Flegère, Brévent, Gds Montets und das Vallée Blanche

Ich habe viel gesehen in den 19 Wintern in denen ich nun schon meine Frau durch die Skige­biete der Alpen begleite. Langwei­lige Ortschaften, überteuerte, winzige Unter­künfte in miesen Bauten und völlig überzogene Werbung für läppische Gebiete, die «gar nicht gehen», wie unsere Kinder sagen würden.
Ski fahren in Frank­reich birgt hinsichtlich der Unter­kunft immer ein gewisses Risiko. Zu einem Besuch in Chamonix konnte ich mich daher bisher nicht durchringen.
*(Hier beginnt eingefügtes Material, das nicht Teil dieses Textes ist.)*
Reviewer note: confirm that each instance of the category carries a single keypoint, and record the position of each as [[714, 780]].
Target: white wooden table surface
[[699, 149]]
Aber gerade Chamonix tut man zutiefst unrecht, wenn man in diesen Kategorien denkt. Dass man auch anders wohnen kann als in der typischen Ski­station hatten wir im Januar in Châtel erlebt. Jetzt warten wir bis zur Neben­saison, treffen auf eine herzliche Madame, die uns ein zentral aber ruhig gelegenes, geräumiges Apparte­ment in einem Privathaus anbietet, mit Internet­anschluss und Garten- statt direktem Pisten­zugang. Dazu gesellen sich freund­liches Personal in Bussen, Bahnen und Restaurants, ein gewachsener Ort mit einem ganz besonderen Flair, ein durchaus spannendes Skigebiet und ein von der Sonne durchflu­tetes und von Neu­schnee geprägtes, einzig­artiges Tal, dessen Abfahrt in 3800 m Höhe beginnt und durch das Glet­scher­eis (Mer de Glace) des Mont Blanc führt, das Vallée Blanche (Grafik). Gründe genug sich zu fragen, warum es so lange gedauert hat, Chamonix zu besuchen.